The pitiable situation of food security in Zimbabwe needs imminent attention if the world community is to achieve the global goal of 'Zero Hunger' included as SDG 2. This is because the condition of food security in Zimbabwe is worsening day by day which besides the data, is also reflecting in the participatory monitoring of SDGs being done by Devdiscourse.
There may be a set of technical reasons but it's a bare fact that the non-availability of food is the main cause behind increasing undernourishment in Zimbabwe to which children are the most vulnerable. As part of participatory monitoring, Devdiscourse is receiving the feedback that the food is not available even for children in several parts of the country, which is more problematic in rural areas. The World Food Programme in recent data has revealed that in the peak of the lean season of 2019 around 5.3 million people face food insecurity in Zimbabwe. It is worthwhile to mention that around 1.5 million people had faced food insecurity in the same season in 2015-16 which was an alarming 164 per cent increase in food insecurity.
Devdiscourse's initial data also validate the pitiable condition of food insecurity in Zimbabwe where food is a scarcity due to a variety of reasons. The data is available on Devdiscourse's geospatial platform for participatory monitoring of SDGs that aims to generate the data required for participatory monitoring of SDGs and facilitate the robust implementation of Global Goals 2030.
In Zimbabwe, only 4 per cent of children below five years of age are getting minimum acceptable diet and about 26 per cent of children were found stunted in 2018.

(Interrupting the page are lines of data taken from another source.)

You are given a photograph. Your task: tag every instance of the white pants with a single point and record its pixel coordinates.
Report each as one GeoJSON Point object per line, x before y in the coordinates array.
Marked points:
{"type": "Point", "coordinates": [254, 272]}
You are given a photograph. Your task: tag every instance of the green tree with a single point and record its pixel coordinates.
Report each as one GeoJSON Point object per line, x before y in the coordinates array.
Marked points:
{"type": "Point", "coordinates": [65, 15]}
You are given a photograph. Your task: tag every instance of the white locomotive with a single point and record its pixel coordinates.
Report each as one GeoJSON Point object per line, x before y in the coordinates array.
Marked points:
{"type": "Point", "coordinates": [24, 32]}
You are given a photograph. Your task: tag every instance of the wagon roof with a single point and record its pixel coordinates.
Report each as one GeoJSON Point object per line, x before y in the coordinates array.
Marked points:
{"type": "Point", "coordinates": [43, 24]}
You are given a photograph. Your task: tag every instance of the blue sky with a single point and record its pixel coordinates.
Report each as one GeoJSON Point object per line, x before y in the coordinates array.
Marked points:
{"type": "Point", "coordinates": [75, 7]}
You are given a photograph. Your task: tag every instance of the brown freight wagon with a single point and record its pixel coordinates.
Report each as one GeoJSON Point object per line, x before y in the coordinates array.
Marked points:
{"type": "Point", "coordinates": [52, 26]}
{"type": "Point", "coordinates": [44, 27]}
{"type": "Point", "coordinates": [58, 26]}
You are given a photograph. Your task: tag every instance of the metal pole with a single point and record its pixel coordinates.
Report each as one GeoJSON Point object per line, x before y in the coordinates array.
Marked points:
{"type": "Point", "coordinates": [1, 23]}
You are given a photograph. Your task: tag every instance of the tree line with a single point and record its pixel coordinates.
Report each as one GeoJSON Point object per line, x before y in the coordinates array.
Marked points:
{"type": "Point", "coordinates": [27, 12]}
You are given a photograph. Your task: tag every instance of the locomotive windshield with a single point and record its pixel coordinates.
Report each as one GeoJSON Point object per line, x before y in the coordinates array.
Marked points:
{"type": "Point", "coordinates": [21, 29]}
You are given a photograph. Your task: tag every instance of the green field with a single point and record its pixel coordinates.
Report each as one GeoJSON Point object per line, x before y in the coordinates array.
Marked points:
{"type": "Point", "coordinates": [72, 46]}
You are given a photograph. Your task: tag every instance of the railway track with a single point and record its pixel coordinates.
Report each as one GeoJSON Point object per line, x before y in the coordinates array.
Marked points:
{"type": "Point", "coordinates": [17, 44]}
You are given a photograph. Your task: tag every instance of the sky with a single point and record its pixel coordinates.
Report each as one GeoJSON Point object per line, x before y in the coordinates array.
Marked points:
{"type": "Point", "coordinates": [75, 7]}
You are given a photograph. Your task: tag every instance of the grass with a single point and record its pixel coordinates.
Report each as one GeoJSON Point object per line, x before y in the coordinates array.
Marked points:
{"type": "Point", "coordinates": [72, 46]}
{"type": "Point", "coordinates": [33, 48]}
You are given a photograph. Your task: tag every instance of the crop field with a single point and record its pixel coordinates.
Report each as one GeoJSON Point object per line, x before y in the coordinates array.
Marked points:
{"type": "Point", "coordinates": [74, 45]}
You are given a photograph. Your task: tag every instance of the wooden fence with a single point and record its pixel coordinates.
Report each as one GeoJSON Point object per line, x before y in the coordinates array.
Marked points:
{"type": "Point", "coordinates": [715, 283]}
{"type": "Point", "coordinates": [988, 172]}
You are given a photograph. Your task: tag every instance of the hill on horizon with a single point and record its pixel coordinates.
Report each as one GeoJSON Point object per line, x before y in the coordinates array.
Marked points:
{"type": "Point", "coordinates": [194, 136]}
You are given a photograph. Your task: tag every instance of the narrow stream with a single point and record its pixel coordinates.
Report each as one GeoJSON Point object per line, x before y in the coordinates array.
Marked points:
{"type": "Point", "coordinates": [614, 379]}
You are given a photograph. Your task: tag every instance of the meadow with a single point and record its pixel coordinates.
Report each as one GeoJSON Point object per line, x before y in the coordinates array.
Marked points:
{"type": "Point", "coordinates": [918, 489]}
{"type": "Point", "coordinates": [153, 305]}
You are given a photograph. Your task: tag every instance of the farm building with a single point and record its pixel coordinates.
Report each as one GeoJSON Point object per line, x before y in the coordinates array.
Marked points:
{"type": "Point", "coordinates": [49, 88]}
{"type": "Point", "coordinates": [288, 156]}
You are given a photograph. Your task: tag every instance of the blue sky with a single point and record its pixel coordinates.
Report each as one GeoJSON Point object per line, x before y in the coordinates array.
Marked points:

Furthermore, in a study in 2018, it was revealed that children are lacking nutrients in their body as the mothers were not aware of the importance of breastfeeding and their nutritious requirements. It was found that around 25 per cent of children were suffering from vitamin A and 75 per cent had an iron deficiency. Stunting level among children is varying geographically from Bulawayo (19 per cent) to Matabeleland (31 per cent). The difference in stunting level is also seen according to the level of maternal education. It was found that the mothers of 25 per cent of stunted children had secondary level education while the mothers of 45 per cent of stunted children had no formal education.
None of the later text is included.